One of the country's most engaging gardeners is also the best public speakers that writer Rheta Grimsley Johnson has ever heard. Here's her take on a personal hero.
- story by Rheta Grimsley Johnson, photos by Rheta Grimsley Johnson and courtesy Felder Rushing website.
Felder bills himself “The Gestalt Gardener” on public radio, and single-handedly takes the intimidation factor out of gardening. He merrily laughs at the manure spread by garden clubs, garden masters and extension services.
“Refreshing” doesn’t cover it. I once was assigned by the Atlanta newspaper to write about a venerable women’s club in Danville, Va. After the meeting, two members invited me to join them at a country club dinner. At some point the ladies noticed an acquaintance coming into the gilded dining room and immediately started whispering behind their hands to one another. They shared the dirt: She’s the kind of womanwho plants zinnias in the front yard! Let’s just say that zinnias in the front yard would be fine with Felder. He plants whatever he likes wherever he likes. He sometimes uses plastic buckets and old enamel dish pans for his containers. When someone asked him if he cared what his neighbors thought he said, “I do care, but it just doesn’t matter.”
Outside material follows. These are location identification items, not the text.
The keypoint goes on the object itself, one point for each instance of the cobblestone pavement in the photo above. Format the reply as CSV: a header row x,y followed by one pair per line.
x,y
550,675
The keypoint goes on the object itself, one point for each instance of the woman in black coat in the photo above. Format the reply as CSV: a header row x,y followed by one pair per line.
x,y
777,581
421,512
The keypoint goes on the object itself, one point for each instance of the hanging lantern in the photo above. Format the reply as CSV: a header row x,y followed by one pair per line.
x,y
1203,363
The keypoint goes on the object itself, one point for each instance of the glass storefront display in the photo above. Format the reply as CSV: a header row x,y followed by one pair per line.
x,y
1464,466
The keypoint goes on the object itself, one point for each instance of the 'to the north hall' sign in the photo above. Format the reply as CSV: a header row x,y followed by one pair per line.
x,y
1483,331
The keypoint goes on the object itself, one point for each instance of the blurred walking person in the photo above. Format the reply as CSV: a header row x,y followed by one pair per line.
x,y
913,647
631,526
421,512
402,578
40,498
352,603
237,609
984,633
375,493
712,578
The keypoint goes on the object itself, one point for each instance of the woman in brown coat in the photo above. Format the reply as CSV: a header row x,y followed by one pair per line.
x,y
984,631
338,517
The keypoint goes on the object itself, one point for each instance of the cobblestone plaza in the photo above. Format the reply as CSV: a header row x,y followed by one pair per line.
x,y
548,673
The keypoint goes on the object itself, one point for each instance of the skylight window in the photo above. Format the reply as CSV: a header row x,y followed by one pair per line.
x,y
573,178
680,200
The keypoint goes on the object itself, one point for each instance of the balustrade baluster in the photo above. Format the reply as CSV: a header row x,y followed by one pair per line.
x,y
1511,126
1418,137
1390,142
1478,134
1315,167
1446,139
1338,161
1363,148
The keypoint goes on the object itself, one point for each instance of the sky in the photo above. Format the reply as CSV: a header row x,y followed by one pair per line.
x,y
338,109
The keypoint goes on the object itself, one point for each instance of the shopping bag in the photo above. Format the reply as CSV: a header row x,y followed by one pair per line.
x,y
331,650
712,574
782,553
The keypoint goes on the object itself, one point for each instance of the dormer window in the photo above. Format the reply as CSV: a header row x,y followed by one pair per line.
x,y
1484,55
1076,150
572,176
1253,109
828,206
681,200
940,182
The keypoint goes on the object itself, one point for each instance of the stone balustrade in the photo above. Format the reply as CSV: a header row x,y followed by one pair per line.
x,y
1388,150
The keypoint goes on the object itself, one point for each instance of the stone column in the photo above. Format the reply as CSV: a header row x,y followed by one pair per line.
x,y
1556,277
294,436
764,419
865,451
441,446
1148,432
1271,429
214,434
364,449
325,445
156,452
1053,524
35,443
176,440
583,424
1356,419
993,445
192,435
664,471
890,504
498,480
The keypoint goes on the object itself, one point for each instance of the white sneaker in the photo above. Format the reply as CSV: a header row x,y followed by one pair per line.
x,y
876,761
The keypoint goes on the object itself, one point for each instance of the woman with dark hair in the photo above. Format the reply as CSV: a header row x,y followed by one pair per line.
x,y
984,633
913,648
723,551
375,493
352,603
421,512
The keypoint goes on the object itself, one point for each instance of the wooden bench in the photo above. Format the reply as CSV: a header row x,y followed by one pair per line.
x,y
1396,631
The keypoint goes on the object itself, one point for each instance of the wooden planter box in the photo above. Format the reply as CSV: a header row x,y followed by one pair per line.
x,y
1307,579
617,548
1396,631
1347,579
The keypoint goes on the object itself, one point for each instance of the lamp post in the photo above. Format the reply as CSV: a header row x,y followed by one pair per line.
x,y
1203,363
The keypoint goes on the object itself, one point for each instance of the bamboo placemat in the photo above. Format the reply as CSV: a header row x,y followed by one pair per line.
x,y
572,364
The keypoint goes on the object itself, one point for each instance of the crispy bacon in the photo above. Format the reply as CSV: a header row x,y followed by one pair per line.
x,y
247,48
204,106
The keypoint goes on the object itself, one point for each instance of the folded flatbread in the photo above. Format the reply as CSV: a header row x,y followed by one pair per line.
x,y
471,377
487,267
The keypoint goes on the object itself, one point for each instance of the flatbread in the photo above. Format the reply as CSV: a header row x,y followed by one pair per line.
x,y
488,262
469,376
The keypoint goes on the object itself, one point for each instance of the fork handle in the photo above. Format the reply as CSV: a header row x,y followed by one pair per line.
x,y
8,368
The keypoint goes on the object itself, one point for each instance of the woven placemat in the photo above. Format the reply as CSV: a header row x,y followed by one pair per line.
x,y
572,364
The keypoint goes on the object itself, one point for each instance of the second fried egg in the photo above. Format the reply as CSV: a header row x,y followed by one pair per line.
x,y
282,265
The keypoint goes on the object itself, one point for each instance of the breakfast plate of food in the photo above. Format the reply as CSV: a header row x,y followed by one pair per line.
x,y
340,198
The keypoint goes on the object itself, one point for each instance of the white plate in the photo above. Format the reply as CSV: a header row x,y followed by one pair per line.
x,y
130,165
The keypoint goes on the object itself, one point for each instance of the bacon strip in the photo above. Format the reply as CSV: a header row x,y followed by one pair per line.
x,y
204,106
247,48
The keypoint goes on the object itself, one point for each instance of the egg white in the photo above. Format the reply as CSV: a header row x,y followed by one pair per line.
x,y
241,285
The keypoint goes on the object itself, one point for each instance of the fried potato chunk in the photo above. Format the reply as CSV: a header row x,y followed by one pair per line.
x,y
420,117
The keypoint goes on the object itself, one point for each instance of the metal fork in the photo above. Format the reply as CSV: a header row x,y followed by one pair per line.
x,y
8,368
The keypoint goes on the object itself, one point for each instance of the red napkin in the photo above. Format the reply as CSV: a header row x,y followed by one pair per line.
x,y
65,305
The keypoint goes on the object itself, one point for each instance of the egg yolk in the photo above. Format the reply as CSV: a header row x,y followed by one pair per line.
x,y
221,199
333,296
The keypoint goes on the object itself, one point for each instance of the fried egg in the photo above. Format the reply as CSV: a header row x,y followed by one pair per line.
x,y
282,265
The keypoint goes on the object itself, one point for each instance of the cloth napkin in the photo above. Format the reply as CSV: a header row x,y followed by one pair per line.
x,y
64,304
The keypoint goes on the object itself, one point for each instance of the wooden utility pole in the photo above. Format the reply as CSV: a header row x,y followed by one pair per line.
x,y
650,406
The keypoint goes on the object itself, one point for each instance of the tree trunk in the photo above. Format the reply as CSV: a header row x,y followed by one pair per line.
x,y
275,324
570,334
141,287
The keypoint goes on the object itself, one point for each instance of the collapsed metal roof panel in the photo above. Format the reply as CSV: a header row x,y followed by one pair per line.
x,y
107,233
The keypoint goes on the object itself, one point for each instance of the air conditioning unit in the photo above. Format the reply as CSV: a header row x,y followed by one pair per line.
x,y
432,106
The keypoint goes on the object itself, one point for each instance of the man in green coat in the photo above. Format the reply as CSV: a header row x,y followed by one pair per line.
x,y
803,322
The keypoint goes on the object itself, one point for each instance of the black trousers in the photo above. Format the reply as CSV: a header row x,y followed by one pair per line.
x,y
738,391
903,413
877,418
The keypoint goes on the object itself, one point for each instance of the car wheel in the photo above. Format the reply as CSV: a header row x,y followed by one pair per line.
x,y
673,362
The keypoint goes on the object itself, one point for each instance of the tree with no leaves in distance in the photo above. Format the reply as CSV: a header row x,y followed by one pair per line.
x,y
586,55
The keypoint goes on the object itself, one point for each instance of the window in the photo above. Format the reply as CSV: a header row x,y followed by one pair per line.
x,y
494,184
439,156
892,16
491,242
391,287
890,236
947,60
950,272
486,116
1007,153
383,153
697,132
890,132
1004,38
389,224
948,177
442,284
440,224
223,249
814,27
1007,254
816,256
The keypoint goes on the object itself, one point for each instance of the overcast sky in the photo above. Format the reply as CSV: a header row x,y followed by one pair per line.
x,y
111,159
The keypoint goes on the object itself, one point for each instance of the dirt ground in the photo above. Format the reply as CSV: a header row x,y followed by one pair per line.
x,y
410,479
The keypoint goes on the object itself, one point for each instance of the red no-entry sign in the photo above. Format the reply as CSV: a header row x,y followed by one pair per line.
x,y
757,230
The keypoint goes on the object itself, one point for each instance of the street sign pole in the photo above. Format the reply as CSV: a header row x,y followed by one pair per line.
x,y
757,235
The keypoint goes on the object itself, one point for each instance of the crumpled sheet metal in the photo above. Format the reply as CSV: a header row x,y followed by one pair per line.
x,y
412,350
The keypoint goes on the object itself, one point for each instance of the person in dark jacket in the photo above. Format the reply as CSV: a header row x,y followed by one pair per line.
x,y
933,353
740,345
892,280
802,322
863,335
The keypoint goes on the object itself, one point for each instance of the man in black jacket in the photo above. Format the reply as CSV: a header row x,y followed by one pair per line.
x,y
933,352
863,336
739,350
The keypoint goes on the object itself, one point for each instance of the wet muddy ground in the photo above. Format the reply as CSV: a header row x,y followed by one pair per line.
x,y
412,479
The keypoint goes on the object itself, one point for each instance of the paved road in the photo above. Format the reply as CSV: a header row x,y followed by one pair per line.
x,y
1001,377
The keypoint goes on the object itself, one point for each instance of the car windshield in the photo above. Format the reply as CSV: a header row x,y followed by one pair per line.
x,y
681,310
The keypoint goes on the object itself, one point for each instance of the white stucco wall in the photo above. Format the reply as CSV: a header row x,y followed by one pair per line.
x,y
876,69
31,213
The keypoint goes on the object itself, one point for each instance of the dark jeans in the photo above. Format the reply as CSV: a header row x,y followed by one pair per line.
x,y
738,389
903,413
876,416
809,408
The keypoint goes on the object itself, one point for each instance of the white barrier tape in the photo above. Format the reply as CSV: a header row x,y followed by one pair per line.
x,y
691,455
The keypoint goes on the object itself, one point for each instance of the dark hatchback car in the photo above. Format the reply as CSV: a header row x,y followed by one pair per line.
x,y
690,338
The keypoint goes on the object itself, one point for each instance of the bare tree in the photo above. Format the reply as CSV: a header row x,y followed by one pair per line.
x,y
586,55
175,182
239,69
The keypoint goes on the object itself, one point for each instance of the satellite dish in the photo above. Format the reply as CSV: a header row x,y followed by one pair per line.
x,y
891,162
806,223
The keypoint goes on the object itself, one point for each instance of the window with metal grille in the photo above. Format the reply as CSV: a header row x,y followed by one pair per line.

He plants things that years of experience have taught him will do well in the South. No Oriental garden for Felder. No British country look – unless he’s at his second home in England.
And he plants things that “when I’m tired of looking at it, I’ll eat it.” Like the day lily bulbs he sautes. He plants tomatos every year though he says he can’t grow them. “They give me hope.” And he plants things that don’t need much weeding, “…because I’m old and when I bend down I see sparkly things.” He loves bottle trees and has the concrete chicken his grandfather gave his grandmother as yard art rather than some fancy and expensive long-legged lawn bird. In other words, Felder practices what he preaches. I’ve only seen his yard in the slides he shows at his talks, but I have it firmly planted in my imagination. It gives me license.
Years ago, when he moved into his suburban Jackson, Miss., home it was all St. Augustine grass, a steep slope and “a lawn mower on a rope.” You should see it now.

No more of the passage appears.